BYJU’s, the content company, aims to achieve a revenue of $200MM (1,400Cr) this year. The company was at a revenue of $80MM (500Cr) just last year, a full growth of 100%. The implied valuation of the company is $2Bn, 10x its revenue. Valuations for similar private companies are 2-3x of revenue, so the company needs to get to a $1Bn revenue for its valuation to be in line with M&A/public. If you project its historical growth, the company will take 3-4 years to meet this revenue. For private investors, this is a great time horizon. BYJU’s sells its products from 23,000 INR to even 90,000 INR ($400 – $1,000). To get to a revenue of $1Bn, it needs to sell at most 2.5MM of its courses.
In 2017, the company did 250 Cr ($40MM) of revenue, with an employee cost of 62Cr ($10MM) – 25% of its overall, marketing at 20%. I would expect sales is another 20% – putting S&M at ~50% of revenue. In 2018, the company did 500 Cr ($80MM) of revenue, likely spend 250Cr ($40MM) on sales and marketing and added 450,000paid users. That puts CAC at ~$88. With the company selling courses for the entire year via SD cards or streaming at ~$400, and the only per “unit” (i.e. customer) cost being content which is spread across 5 years and many students we could assume a high gross margin. The company is profitable on CAC even at an 88/400 = 22% gross margin, and I would reckon the gross margin is close to 75%. BYJU’s covers both CAC and cost of delivery with a high margin right on its first purchase!
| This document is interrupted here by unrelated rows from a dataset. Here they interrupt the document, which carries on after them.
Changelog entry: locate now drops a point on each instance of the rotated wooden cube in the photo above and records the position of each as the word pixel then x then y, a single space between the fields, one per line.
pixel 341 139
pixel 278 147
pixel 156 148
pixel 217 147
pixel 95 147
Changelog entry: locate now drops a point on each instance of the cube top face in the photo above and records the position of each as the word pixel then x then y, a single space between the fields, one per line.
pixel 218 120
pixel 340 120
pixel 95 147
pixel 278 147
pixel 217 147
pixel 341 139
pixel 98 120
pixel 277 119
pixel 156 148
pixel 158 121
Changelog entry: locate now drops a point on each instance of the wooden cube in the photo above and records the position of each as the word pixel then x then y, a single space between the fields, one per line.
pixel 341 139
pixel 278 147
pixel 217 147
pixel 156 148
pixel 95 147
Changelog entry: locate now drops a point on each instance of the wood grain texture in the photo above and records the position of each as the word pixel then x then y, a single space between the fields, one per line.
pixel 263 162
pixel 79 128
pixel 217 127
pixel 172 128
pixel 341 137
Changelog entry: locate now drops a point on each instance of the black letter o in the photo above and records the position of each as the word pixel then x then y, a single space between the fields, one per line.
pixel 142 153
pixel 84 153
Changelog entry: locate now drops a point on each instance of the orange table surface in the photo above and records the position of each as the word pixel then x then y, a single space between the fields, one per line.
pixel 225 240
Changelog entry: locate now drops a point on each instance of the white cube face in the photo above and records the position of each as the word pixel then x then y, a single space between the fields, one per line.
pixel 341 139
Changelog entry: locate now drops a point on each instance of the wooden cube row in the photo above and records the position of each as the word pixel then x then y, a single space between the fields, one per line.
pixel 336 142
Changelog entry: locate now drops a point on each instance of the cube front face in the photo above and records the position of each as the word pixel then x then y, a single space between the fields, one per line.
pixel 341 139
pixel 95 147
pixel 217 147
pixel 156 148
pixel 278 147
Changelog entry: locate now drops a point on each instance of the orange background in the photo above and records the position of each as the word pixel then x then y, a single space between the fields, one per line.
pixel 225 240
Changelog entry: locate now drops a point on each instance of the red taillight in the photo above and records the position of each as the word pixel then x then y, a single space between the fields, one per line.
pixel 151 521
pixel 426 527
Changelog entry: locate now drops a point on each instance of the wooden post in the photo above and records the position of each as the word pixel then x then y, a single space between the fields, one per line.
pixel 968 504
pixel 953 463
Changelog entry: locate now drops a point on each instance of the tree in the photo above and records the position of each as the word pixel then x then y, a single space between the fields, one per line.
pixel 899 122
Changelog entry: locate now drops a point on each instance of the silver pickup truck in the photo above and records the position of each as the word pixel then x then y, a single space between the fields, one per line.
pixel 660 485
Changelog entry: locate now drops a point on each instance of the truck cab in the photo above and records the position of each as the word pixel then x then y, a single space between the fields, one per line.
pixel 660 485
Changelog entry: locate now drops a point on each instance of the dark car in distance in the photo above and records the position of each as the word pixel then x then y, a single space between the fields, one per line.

This is where you begin to realize BYJU’s the content tech company is all about making the first purchase, while true education is anything but. India has roughly 71MM students in coaching classes and ~250MM students. BYJU’s needs to only sell 1% of the market once to reach a billion dollars (2.5MM students). You now begin to see why it is such a clever business model, given the size of the market. The company calls it a subscription, it is actually an annual purchase which forces a larger ticket size. Even if the customer purchases just once, BYJU’s is already profitable on the customer. If the customer does not renew, the market is big enough to acquire a lot more customers. Additionally, the nature of natural churn in the market i.e. students who graduate from classes will not need BYJU’s actually helps it. New customers keep coming in, and the market has little “memory” on product quality. Feedback on a “bad product” is also fuzzy because the user is different from the customer, and bad learning could also be attributed to a “bad” student. Evidently, engagement is not even necessary – all the business needs to do is make that first sale. For the short term, very good marketing can make the company grow rapidly. In the long term, we are all dead.
It still begs the broader philosophical question, though – will BYJU’s evolve to truly change India’s education?